Profiling for memory usage with memory_profiler

Memory profiling forms a very important aspect of the performance analysis of an application. When building an application, there are places where we may implement an incorrect mechanism of dealing with the dynamically allocated objects and hence may land up in a situation where these objects which are no longer in use are still having a reference pointing to them preventing their garbage collection by the Garbage Collector.

This results in the growth of the application-memory usage over time, causing the application to come to a halt once the system runs out of memory that can be allocated to the application for performing its regular activities.

Now, to address these kinds of issues, we don't require a profiler that will help us analyze the call stack of the application and provide us details about how much time an individual call took. Instead, what we need here is a profiler that can tell us about the memory trends of an application, such as how much memory individual methods might be consuming and how that memory grows as the application continues to run.

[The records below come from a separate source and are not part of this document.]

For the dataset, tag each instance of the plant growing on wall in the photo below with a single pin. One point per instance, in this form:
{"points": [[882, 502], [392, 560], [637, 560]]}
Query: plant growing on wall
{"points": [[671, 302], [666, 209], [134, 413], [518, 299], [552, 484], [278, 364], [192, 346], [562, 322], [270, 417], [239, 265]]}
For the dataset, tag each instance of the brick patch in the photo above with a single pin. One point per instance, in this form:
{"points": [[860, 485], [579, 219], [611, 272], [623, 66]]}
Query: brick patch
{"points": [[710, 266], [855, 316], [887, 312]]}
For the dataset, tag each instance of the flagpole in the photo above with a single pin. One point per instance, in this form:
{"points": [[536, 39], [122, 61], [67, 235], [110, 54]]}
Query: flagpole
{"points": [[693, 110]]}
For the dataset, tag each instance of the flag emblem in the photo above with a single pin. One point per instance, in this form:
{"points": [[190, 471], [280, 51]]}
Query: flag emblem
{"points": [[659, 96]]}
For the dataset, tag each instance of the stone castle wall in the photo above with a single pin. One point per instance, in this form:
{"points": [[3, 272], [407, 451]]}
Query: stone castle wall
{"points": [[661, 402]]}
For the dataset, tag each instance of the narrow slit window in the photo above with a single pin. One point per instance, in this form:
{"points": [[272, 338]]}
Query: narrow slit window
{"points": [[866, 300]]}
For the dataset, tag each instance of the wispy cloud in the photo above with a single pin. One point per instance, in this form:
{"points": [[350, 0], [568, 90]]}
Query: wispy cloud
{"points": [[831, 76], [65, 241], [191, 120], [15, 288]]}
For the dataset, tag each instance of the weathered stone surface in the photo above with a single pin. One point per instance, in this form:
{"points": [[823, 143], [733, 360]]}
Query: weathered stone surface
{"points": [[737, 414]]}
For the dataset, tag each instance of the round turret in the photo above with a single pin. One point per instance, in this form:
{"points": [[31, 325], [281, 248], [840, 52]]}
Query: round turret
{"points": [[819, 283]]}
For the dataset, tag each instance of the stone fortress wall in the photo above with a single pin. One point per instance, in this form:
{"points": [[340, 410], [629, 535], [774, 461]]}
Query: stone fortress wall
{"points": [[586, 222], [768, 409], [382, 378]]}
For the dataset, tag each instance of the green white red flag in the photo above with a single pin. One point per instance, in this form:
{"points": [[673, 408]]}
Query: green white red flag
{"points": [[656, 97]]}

This is the place where memory_profiler comes in, which is a third-party module that we can easily include in our application to allow memory profiling. But, before we dive into how to use memory_profiler, we need to get the module into our development environment first. The following line of code fetches the required module into our development environment:

pip install memory_profiler

Once the memory profiler has been fetched into the developer environment, we are now ready to get up and running with it. Let's take a look at a sample program and see how we can use memory_profiler to understand the memory usage patterns of our application.

The following code snippet shows us an example of how we can use memory_profiler:

from memory_profiler import profile

@profile
def calc_sum():
sum = 0
for i in range(100):
sum = sum + i
print(str(sum))

if __name__ == '__main__':
calc_sum()

Now, with the code in place, let's try to understand what we did here.

At the start, we imported a decorator known as profile, which is provided by the memory_profiler library. This decorator is used to notify memory_profiler of which methods needs to be profiled for the memory usage.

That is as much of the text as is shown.